Report: Berri Pushes for Agreement on Electoral Law after Completion of Municipal Polls

Speaker Nabih Berri said that time is not in favor of stalling over reaching an agreement on a new electoral draft-law and pointed out that the momentum witnessed during the municipal elections enhances the chances of adopting a proportional electoral law, al-Joumhouria daily reported on Wednesday.
“Time is not in favor of a standstill with regard to the electoral law. What happened during the municipal elections heightens the momentum towards the adoption of a proportional law, particularly that the polls have shown that no single party can monopolize a specific sect,” visitors to Berri quoted him as saying.
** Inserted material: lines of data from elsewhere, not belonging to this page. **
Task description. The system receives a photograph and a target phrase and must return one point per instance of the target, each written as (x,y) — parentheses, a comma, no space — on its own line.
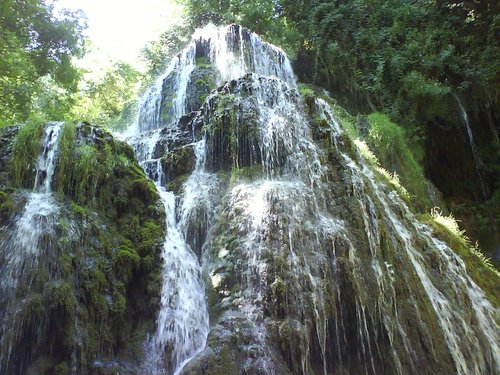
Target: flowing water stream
(28,240)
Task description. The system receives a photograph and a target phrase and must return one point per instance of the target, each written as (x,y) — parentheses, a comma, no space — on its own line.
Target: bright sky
(119,29)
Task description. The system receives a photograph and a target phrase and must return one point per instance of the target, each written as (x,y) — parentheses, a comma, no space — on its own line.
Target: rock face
(81,229)
(309,262)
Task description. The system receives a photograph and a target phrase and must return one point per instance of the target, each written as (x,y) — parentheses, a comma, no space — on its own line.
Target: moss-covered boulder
(88,302)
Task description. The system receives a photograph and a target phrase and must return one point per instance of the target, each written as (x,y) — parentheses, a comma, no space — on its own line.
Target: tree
(35,43)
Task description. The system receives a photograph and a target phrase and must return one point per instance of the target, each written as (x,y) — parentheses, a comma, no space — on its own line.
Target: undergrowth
(26,150)
(480,268)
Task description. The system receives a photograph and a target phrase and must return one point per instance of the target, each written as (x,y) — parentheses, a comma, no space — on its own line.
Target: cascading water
(313,265)
(183,319)
(475,154)
(32,231)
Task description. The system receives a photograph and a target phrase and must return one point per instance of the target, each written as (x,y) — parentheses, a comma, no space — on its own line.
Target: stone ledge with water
(309,263)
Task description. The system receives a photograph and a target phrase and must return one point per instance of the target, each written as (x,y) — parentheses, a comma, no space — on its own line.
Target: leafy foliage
(109,100)
(36,45)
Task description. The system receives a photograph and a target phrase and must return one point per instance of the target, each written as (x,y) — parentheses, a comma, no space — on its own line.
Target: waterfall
(478,164)
(311,262)
(30,236)
(183,319)
(475,154)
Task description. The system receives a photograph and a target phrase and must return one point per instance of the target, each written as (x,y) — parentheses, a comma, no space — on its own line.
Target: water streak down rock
(309,263)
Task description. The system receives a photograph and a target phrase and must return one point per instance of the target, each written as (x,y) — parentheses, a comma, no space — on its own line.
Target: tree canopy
(36,48)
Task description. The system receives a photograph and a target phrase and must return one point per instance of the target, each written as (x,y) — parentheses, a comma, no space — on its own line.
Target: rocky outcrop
(86,291)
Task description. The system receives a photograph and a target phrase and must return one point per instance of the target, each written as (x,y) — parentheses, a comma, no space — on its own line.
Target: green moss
(251,173)
(25,153)
(61,295)
(389,143)
(176,184)
(64,172)
(478,267)
(223,363)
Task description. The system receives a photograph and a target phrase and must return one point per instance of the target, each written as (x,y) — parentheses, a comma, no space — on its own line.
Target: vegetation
(101,266)
(26,150)
(37,47)
(108,100)
(480,268)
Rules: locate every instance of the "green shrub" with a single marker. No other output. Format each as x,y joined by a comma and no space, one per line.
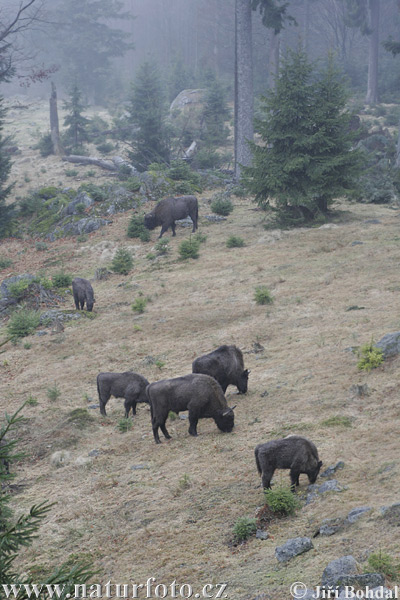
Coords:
61,279
124,425
381,562
244,528
139,305
41,246
122,262
132,184
105,147
189,249
136,228
5,262
262,295
162,246
18,288
234,241
281,500
222,206
370,357
96,192
53,392
23,323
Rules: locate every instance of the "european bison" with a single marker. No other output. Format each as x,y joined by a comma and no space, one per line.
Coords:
199,394
170,210
226,365
83,292
294,452
128,385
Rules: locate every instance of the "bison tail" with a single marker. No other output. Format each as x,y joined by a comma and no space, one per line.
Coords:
257,461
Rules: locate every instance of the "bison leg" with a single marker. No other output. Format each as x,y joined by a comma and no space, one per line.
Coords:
193,424
294,479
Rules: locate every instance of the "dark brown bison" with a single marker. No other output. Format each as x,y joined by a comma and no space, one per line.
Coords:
170,210
294,452
83,292
226,365
128,385
199,394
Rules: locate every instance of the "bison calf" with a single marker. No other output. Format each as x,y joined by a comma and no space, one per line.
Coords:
226,365
170,210
294,452
128,385
83,292
201,395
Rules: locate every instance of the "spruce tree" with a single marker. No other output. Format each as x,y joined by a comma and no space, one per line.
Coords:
306,159
6,211
147,113
75,122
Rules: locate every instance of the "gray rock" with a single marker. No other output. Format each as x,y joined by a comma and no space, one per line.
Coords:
337,569
332,469
80,199
356,513
293,548
5,285
330,486
389,344
391,513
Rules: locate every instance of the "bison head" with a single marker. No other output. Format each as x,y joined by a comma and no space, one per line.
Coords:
150,221
313,474
242,381
225,420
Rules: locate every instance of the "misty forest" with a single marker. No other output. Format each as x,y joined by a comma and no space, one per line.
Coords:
199,299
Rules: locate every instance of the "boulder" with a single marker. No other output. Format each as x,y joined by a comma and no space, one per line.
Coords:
292,548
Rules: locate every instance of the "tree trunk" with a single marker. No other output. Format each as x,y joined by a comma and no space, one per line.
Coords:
273,67
54,127
372,91
244,108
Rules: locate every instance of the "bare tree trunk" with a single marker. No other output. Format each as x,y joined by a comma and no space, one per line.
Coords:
273,66
372,91
244,106
54,127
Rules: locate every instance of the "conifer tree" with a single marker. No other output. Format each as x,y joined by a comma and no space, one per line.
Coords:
307,159
147,113
6,211
75,122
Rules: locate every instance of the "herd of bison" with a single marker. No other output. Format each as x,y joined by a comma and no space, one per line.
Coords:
202,393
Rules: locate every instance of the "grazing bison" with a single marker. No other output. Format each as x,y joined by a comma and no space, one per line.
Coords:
226,365
128,385
199,394
294,452
170,210
83,292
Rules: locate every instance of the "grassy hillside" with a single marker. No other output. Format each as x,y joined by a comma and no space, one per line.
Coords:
139,510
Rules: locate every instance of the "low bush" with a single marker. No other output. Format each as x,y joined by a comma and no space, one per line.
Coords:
122,262
370,357
234,241
262,295
282,501
222,206
189,249
23,323
244,528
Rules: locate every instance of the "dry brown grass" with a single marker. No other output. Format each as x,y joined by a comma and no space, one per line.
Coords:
140,523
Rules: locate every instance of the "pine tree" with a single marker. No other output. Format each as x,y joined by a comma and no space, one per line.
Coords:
147,113
16,533
306,160
6,211
75,122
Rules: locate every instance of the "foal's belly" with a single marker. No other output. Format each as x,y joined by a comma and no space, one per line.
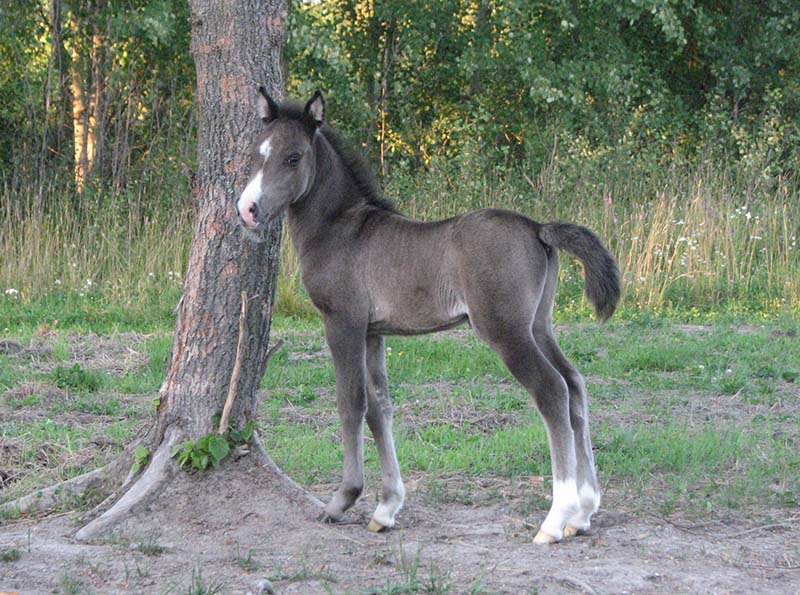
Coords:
389,327
416,312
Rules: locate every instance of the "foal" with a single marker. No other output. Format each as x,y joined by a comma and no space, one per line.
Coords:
371,272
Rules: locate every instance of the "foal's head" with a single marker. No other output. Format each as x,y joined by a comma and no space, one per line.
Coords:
283,159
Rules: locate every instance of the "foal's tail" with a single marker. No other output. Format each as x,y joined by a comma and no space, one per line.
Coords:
600,269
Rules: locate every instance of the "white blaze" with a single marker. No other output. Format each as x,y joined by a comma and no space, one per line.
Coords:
264,149
252,193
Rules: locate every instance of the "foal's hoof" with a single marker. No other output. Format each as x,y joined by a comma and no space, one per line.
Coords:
328,518
376,527
543,538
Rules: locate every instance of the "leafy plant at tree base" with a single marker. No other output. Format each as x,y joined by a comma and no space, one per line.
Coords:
211,449
140,455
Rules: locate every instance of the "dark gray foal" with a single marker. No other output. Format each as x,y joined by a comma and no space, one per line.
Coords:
373,272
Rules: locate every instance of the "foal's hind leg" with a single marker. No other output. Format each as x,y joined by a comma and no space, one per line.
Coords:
348,345
379,419
528,364
586,476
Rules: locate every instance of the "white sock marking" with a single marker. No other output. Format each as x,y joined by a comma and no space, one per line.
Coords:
264,149
566,504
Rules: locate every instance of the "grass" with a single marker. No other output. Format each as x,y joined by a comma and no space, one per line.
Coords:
692,417
686,417
699,239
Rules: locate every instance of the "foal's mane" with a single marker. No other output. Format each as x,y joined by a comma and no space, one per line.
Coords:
358,170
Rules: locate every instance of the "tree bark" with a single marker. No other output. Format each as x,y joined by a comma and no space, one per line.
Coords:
236,45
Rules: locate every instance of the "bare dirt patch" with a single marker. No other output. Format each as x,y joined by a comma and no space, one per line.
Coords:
456,534
234,529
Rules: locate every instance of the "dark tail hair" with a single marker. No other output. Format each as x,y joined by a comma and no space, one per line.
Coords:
600,269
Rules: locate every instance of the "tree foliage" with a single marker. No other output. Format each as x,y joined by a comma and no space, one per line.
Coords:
417,83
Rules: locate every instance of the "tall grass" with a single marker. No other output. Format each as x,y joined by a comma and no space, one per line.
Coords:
685,236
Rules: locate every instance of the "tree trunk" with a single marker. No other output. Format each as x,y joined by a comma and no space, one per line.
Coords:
236,46
79,104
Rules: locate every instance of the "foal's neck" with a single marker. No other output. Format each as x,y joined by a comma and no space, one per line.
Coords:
313,218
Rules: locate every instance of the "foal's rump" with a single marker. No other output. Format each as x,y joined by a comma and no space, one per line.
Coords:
503,258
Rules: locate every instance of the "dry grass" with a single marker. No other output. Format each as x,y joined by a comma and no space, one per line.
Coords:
684,238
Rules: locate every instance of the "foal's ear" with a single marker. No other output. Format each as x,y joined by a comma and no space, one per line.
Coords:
267,108
315,109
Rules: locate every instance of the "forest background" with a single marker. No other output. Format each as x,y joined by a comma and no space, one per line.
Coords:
670,128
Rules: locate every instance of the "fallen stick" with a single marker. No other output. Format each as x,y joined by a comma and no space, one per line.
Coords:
224,421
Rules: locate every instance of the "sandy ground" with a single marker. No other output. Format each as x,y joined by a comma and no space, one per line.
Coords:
234,529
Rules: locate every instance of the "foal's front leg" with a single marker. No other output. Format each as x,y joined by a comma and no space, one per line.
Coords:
347,344
379,419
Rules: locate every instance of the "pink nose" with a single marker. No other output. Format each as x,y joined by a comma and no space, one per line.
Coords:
249,214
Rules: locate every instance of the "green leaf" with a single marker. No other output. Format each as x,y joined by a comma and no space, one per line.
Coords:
140,456
219,448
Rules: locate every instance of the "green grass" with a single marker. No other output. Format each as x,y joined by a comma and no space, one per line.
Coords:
685,417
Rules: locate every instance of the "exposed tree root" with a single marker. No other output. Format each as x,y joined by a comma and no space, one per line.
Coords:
310,504
149,484
56,495
65,493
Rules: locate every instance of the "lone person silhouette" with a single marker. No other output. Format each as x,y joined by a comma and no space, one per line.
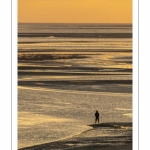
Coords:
96,116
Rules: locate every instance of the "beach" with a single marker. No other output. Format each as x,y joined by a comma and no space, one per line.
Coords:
65,73
121,139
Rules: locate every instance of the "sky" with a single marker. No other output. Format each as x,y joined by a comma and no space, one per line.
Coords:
75,11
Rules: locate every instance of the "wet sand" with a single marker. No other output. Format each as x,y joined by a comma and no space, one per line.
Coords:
93,139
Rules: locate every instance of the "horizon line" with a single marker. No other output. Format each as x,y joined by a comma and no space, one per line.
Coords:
79,22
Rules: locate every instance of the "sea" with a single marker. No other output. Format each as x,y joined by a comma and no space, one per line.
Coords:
68,71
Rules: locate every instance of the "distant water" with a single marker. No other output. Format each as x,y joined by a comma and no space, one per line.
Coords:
68,71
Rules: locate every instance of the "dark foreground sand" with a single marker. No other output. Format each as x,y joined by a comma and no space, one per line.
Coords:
115,137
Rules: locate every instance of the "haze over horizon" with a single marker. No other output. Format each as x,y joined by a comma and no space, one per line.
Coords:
74,11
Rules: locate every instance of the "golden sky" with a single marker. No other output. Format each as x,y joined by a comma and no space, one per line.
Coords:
75,11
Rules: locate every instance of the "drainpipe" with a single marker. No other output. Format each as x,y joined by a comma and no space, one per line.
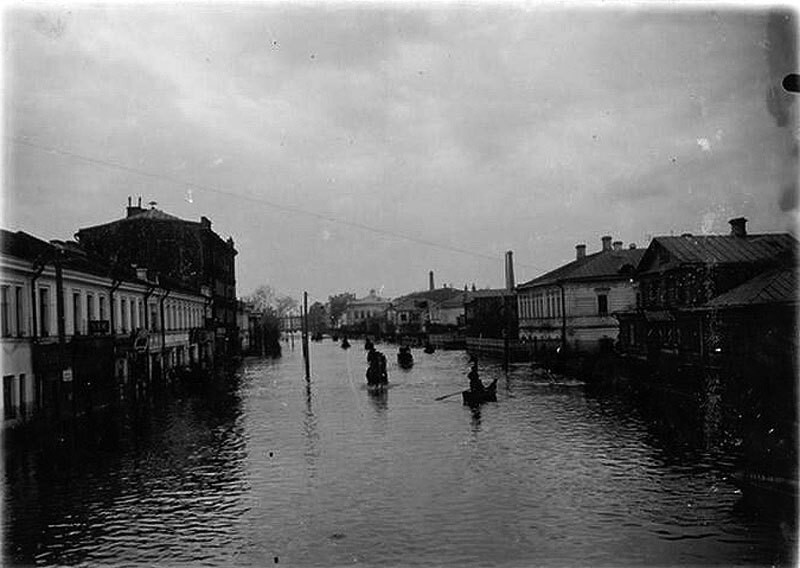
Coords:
163,332
114,285
563,319
38,272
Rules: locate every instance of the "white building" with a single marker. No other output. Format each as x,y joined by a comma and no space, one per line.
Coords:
75,331
573,304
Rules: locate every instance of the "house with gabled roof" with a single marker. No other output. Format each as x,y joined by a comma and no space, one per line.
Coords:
572,306
680,276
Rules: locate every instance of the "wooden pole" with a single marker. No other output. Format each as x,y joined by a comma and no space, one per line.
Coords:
305,336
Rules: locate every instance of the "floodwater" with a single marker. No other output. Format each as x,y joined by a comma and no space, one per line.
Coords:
270,469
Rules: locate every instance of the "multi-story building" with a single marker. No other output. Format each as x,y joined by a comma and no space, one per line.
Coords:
77,331
366,315
680,277
572,306
186,252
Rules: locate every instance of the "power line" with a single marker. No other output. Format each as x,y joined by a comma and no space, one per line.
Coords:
274,205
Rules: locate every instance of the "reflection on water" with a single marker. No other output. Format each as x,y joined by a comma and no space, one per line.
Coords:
330,473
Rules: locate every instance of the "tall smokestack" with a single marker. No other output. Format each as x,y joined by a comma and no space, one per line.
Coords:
509,270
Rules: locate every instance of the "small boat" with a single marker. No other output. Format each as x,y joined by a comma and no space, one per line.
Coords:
404,358
474,398
750,481
376,372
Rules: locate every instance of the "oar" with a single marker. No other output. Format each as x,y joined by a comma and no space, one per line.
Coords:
447,395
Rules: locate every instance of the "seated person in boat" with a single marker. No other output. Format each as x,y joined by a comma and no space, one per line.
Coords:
475,383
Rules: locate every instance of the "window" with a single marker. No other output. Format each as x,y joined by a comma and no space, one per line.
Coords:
5,311
22,394
602,304
19,305
76,313
123,320
44,312
9,411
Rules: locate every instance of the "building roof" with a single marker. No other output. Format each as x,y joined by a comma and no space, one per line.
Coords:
598,266
775,286
488,293
22,245
456,301
73,257
722,249
371,298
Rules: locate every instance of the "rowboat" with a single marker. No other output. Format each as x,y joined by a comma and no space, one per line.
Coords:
489,394
404,358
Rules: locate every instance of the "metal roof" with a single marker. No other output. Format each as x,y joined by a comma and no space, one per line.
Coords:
725,249
776,286
597,266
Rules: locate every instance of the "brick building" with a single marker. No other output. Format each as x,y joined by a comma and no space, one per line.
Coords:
187,252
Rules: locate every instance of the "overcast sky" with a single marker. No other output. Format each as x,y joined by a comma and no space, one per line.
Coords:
480,128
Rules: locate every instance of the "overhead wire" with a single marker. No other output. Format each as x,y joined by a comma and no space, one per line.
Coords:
256,199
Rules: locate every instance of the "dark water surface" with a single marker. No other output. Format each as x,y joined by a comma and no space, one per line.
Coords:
271,469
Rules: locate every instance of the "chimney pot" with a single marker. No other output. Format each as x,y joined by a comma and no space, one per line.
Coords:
738,227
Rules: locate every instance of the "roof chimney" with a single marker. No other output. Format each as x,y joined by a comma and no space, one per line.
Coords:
131,210
509,270
738,227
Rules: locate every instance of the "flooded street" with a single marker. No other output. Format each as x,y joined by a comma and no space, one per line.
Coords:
272,470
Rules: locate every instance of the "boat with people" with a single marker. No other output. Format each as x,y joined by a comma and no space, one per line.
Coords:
404,357
376,372
473,398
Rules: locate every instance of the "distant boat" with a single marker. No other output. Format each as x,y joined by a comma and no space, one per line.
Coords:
489,394
750,481
404,358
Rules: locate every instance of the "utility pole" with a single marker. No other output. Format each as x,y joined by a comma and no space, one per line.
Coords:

“Proportionality saves the country and keeps the fittest in order to achieve just representation,” he added.
The speaker emphasized the need to benefit from the municipal elections, which raised family and religious sentiments in order to push for staging the parliamentary ones.
Municipal elections were held during the month of May over a four-stage period.
In an interview to As Safir daily, Berri assured that the parliamentary elections are inevitable and that there will be no term extension this time.
Parliament has extended its term twice, once in 2013 and another in 2014, due to officials' failure to agree on a new electoral law.
Its term ends in June 2017.
In May, Berri proposed a deal that calls for shortening the term of the current parliament and staging the parliamentary polls and later the presidential ones.
The parliamentary elections would be held based on the proportionality electoral law.
Should the political powers fail to agree on this law, then the 1960 one would be used. This law was adopted in the 2009 elections.
The package deal also calls for electing a new parliament speaker and bureau and forming a national unity government.
Lebanon has been without a president since May 2014 when the term of Michel Suleiman ended.